Data Standards Advisory Committee, Meeting Minutes
Date: Wednesday 6 September 2018
Location: Data61, Level 5, 13 Garden Street, Eveleigh
Time: 14:00 to 16:00
Meeting: Committee Meeting No: 3
- Andrew Stevens, DSB Chair
- Kate Crous, CBA
- Martin Granell, AGL (via WebEx)
- Emma Gray, ANZ
- Lisa Schutz, Verifier (via WebEx)
- Ross Sharrott, MoneyTree
- Lauren Solomon, CPRC (via WebEx)
- John Stanton, Comms Alliance (via WebEx)
- Stuart Stoyan, MoneyPlace
- Gary Thursby, Westpac
- Luis Uguina Carrion, Macquarie
- Mal Webster, Endeavour
- Viveka Weiley, Choice
- Andy White, AusPayNet (via WebEx)
- Patrick Wright, NAB (via WebEx)
- Warren Bradey, Data61
- James Bligh, Data61
- Ellen Broad, Data61
- Seyit Camtepe, Data61
- Terri McLachlan, Data61
- Mark Staples, Data61
- Stephen Bordignon, ACCC
- Bruce Cooper, ACCC
- Jodi Ross, ACCC
- Angelica Paul, OAIC (via WebEx)
- Daniel McAuliffe, Treasury
- Mark Perry, Ping Identity
The Chair of the Data Standards Body opened the meeting and thanked all committee members and observers for attending.
The Chair thanked the Committee Members for their comments and feedback on the Minutes from the 15 August 2018 Advisory Committee Meeting. The Minutes were taken as read and formally accepted.
The Chair noted that the status of the Action Items were either completed or will be covered off in this meeting or next meeting in October and the outcomes noted.
Technical Working Group Update
API Standards Working Group
The Lead of the API Standards Working Group provided a summary of the progress since the last committee meeting.
It was noted the API Working Group is making good progress and three key decisions have closed. They are:
- Decision Proposal 001 - API Principles;
- Decision Proposal 002 - URI Structure; and
- Decision Proposal 003 - Extensibility Model.
It was noted that one additional proposal will close within the next 24 hours which is “Decision Proposal 004 – Versioning Strategy”.
There are seven proposals that are open for feedback; they are:
- Decision Proposal 005 –Authorising Granularity;
- Decision Proposal 006 – KYC Status;
- Decision Proposal 007 – Purpose of Product Info;
- Decision Proposal 008 – Use of Pluralisation;
- Decision Proposal 009 – ID Permanence;
- Decision Proposal 010 – Standard HTTP Headers; and
- Decision Proposal 011 – Error Handling.

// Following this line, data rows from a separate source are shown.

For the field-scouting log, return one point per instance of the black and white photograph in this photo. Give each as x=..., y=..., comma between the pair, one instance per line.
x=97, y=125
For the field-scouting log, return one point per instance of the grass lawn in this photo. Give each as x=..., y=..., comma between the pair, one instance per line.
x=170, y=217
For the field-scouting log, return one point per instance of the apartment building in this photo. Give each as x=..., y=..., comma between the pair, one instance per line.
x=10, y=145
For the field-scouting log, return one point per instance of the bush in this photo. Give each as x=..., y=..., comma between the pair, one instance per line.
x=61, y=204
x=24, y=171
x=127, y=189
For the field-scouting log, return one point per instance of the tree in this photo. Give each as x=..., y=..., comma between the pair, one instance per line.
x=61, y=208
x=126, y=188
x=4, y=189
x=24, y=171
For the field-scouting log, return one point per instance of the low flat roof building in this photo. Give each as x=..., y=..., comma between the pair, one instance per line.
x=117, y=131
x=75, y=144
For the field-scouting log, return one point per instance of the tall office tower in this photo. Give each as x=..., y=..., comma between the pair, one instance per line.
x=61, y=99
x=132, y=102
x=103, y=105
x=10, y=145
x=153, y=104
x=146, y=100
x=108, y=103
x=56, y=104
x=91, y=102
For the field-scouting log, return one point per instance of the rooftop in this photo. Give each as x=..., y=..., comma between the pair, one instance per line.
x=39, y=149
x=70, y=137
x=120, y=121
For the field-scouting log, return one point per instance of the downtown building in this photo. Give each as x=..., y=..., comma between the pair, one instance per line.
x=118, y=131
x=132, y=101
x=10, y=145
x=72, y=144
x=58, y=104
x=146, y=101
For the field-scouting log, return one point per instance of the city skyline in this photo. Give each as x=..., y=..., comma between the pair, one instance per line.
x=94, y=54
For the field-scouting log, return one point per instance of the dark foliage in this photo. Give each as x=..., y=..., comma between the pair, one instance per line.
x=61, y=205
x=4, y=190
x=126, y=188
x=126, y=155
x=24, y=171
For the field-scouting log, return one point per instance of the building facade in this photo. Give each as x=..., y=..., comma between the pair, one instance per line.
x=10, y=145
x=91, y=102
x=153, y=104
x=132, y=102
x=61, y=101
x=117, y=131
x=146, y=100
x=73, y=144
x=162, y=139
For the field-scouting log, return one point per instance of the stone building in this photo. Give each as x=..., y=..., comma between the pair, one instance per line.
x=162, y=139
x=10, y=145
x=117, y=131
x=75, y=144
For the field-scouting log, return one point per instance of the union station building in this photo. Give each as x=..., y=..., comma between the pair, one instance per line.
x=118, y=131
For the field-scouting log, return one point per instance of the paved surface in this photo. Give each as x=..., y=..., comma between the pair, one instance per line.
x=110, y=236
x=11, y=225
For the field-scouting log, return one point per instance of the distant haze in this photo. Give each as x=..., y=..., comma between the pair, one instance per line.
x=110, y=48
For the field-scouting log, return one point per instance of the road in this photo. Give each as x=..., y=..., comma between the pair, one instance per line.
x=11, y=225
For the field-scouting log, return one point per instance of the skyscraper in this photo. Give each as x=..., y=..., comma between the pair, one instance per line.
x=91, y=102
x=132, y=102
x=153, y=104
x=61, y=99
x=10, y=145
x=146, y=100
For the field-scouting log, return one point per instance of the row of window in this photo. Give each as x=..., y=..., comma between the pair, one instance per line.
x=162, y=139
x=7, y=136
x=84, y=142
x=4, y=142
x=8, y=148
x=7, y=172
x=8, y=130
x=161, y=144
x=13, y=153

A discussion was held on cadence. A need to both move forward with decisions quickly, but provide some regularity of decisions, was considered. It was agreed that from a planning perspective cadence is important and that it should be incorporated in our planning and release of future decisions. Decision alerts for the Advisory Committee should, for example, try to be paced e.g. released on an agreed specific day for review within a standard period. It was agreed some cadence should be applied across all of the working groups.
Information Security Working Group
Seyit Camtepe, who is currently leading the Information Security Working Group (ISTWG) introduced himself and provided some details on his background and experience.
The first step for this working group is to investigate the UK standards and identify the initial direction to follow towards establishing security profiles for Australian banking.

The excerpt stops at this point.